Lo ha deciso il giudice alla prima udienza tentutasi in queste ore a Scutari. Il tribunale albanese ha chiesto il deposito della perizia che chiarirà la dinamica dell’incidente prima di prendere una decisione sulla posizione di Di Tella. Contestualmente è stata emessa una misura che prevede 50 giorni di detenzione cautelare. Nel corso dell’udienza Di Tella si è difeso dicendo che si è trattato di un incidente.
La salma di Nicola, intanto, sta tornando in queste ore a Casal di Principe per i funerali previsti per domani alle 11 alla chiesa dello Spirito Santo.
L’unica testimone diretta dell’incidente resta Giusy Di Tella, sorella di Salvatore che era sulla moto d’acqua col suo fidanzato Nicola quando c’è stato l’incidente.
“Dopo lo scontro mio fratello si è lanciato in acqua per aiutare Nicola, anche grazie ai soccorsi il mio fidanzato è stato recuperato dalle acque del mare e trasportato in ospedale dove però è deceduto”. Le forze dell’ordine locali hanno fermato Salvatore Di Tella ritenendolo il responsabile dell’incidente e ipotizzando nei suoi confronti il reato di omicidio colposo. All’Ansa, Giusy, che era sullo scooter della vittima e che è quindi una testimone oculare dell’accaduto, spiega la sua versione dei fatti: “le due moto erano distanti e non eravamo così lontani dalla riva come è stato riportato”, tiene a precisare.

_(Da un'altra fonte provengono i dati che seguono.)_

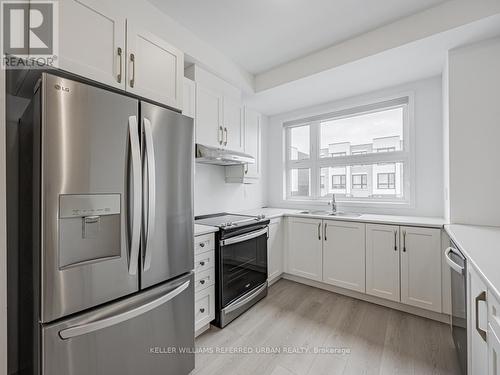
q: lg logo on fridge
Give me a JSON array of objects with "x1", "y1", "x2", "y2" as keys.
[{"x1": 0, "y1": 0, "x2": 59, "y2": 69}]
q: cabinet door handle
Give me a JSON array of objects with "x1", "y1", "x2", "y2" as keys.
[
  {"x1": 403, "y1": 230, "x2": 406, "y2": 253},
  {"x1": 218, "y1": 126, "x2": 224, "y2": 146},
  {"x1": 130, "y1": 53, "x2": 135, "y2": 87},
  {"x1": 116, "y1": 47, "x2": 123, "y2": 83},
  {"x1": 476, "y1": 291, "x2": 486, "y2": 342}
]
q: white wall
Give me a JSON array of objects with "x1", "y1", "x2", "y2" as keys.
[
  {"x1": 268, "y1": 76, "x2": 444, "y2": 217},
  {"x1": 448, "y1": 38, "x2": 500, "y2": 226},
  {"x1": 0, "y1": 69, "x2": 7, "y2": 375},
  {"x1": 194, "y1": 116, "x2": 268, "y2": 215}
]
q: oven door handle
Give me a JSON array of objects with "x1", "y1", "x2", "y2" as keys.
[
  {"x1": 220, "y1": 227, "x2": 267, "y2": 246},
  {"x1": 444, "y1": 247, "x2": 465, "y2": 274}
]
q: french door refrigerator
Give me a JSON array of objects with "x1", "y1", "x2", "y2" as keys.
[{"x1": 14, "y1": 73, "x2": 194, "y2": 375}]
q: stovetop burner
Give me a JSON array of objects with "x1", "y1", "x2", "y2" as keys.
[{"x1": 195, "y1": 212, "x2": 265, "y2": 229}]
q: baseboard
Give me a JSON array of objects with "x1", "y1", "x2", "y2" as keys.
[
  {"x1": 267, "y1": 273, "x2": 283, "y2": 286},
  {"x1": 194, "y1": 323, "x2": 210, "y2": 338},
  {"x1": 284, "y1": 273, "x2": 450, "y2": 324}
]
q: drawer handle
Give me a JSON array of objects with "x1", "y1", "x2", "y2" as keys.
[{"x1": 476, "y1": 291, "x2": 487, "y2": 342}]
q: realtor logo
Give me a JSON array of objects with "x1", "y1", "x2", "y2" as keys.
[{"x1": 1, "y1": 0, "x2": 58, "y2": 69}]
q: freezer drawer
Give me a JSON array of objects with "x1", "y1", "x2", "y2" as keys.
[{"x1": 42, "y1": 273, "x2": 194, "y2": 375}]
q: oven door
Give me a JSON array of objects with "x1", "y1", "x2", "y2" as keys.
[{"x1": 220, "y1": 226, "x2": 268, "y2": 308}]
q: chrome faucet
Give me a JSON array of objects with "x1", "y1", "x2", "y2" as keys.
[{"x1": 328, "y1": 194, "x2": 337, "y2": 214}]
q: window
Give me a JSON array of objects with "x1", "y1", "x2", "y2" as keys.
[
  {"x1": 377, "y1": 173, "x2": 396, "y2": 189},
  {"x1": 332, "y1": 174, "x2": 345, "y2": 189},
  {"x1": 330, "y1": 152, "x2": 347, "y2": 158},
  {"x1": 290, "y1": 168, "x2": 311, "y2": 197},
  {"x1": 289, "y1": 126, "x2": 311, "y2": 160},
  {"x1": 283, "y1": 96, "x2": 413, "y2": 205},
  {"x1": 377, "y1": 146, "x2": 396, "y2": 152},
  {"x1": 352, "y1": 174, "x2": 368, "y2": 189}
]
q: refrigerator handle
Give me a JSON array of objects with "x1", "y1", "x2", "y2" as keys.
[
  {"x1": 59, "y1": 280, "x2": 191, "y2": 340},
  {"x1": 128, "y1": 116, "x2": 142, "y2": 275},
  {"x1": 143, "y1": 117, "x2": 156, "y2": 271}
]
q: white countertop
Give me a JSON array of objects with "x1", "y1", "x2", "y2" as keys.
[
  {"x1": 238, "y1": 207, "x2": 446, "y2": 228},
  {"x1": 445, "y1": 224, "x2": 500, "y2": 298},
  {"x1": 194, "y1": 224, "x2": 219, "y2": 236}
]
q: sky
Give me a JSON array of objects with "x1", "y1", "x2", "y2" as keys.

“Stavo girando un video con il cellulare e quando il mio ragazzo mi ha detto ‘spegni che partiamo’ ho interrotto la ripresa. Pochi attimi dopo c’è stato lo scontro, sul lato destro della nostra moto. Siamo tutti finiti in acqua: gli scooter però sono rimasti in movimento. Adesso il mio cellulare è in fondo al mare ma voglio ribadire che si è trattato solo di un tragico incidente, mio fratello non ha alcuna responsabilità, anche la famiglia del mio ragazzo dice esattamente questo. Ma qui, in Albania, vogliono per forza trovare un colpevole: è per questo che chiediamo una mano alla Farnesina”.